Data-use by Stats NZ:
- to input into ethnic population estimates and projections
- to provide descriptive and analytical profiles of demographic, social and economic characteristics of different ethnic groups and produce statistics on the changing ethnic diversity of New Zealand’s population
- to provide denominator data for the calculation of ethnic-specific rates for a wide range of topics, for example, fertility, mortality, morbidity, and inequality
- to help inform sampling frames for other collections.
Alternative data sources were used for missing census responses and responses that could not be classified or did not provide the type of information asked for.
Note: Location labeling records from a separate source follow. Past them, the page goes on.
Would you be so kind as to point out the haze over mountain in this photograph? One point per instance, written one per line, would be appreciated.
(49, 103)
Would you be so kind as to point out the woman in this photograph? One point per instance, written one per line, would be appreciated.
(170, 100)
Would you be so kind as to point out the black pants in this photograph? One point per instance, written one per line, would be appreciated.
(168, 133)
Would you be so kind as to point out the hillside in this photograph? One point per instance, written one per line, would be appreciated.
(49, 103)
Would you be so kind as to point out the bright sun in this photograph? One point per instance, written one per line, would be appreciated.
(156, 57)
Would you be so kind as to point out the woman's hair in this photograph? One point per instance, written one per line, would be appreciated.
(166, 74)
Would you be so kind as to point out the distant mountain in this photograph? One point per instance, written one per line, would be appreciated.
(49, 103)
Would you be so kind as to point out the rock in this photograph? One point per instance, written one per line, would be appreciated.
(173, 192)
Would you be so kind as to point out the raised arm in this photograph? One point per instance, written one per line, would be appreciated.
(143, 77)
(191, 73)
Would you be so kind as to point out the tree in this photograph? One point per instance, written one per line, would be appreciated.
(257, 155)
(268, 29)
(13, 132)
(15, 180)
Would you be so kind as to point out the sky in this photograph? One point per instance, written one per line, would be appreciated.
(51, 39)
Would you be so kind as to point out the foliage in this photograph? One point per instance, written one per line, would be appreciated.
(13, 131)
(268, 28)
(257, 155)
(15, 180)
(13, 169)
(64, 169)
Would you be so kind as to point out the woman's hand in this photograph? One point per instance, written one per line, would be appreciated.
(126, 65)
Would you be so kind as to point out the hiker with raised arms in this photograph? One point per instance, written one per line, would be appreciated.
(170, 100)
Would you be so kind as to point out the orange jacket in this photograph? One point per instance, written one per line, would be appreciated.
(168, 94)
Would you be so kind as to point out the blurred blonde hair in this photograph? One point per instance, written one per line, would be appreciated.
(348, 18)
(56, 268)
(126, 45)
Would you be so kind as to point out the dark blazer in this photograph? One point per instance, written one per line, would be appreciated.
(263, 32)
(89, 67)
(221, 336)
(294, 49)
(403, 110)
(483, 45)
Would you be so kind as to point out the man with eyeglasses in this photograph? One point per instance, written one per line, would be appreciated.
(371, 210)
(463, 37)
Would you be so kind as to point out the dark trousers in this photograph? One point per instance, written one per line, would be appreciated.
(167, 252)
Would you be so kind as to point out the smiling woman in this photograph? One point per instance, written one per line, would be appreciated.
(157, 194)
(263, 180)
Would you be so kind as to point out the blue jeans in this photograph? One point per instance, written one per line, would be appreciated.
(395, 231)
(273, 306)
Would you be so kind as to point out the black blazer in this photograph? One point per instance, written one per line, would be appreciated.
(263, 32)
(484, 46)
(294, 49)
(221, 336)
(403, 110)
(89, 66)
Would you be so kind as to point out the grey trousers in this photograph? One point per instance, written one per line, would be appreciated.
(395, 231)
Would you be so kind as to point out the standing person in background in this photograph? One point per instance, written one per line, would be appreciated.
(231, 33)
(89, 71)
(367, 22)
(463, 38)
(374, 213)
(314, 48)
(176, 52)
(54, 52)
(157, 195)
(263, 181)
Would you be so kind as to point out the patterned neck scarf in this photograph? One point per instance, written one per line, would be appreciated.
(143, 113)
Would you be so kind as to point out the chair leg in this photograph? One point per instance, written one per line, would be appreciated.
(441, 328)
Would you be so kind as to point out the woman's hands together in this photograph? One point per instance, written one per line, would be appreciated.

The table below shows the distribution of data sources for ethnicity data.
Data sources for ethnicity data, as a percentage of census usually resident population count, 2023 Census | ||
---|---|---|
Source of ethnicity data | Percent | |
2023 Census response | 86.0 | |
Historical census | 8.8 | |
2018 Census | 6.2 | |
2013 Census | 2.6 | |
Admin data | 4.4 | |
Statistical imputation | 0.8 | |
Probabilistic imputation | 0.5 | |
CANCEIS(1) donor's response sourced from 2023 Census form | 0.3 | |
CANCEIS donor's response sourced from 2018 Census | <0.1 | |
CANCEIS donor's response sourced from 2013 Census | <0.1 | |
CANCEIS donor’s response sourced from admin data | <0.1 | |
CANCEIS donor’s response sourced from probabilistic imputation | <0.1 | |
No information | 0.0 | |
Total | 100.0 | |
1. CANCEIS = imputation based on CANadian Census Edit and Imputation System Note: Due to rounding, individual figures may not always sum to the stated total(s) or score contributions. |
The following admin data sources were used, the below list is in priority order of use:
- Department of Internal Affairs (DIA)
- Ministry of Education - tertiary and school enrolments
- Manatu Haurora – Ministry of Health - cohort demographics
- Ministry of Social Development - primary benefit recipients.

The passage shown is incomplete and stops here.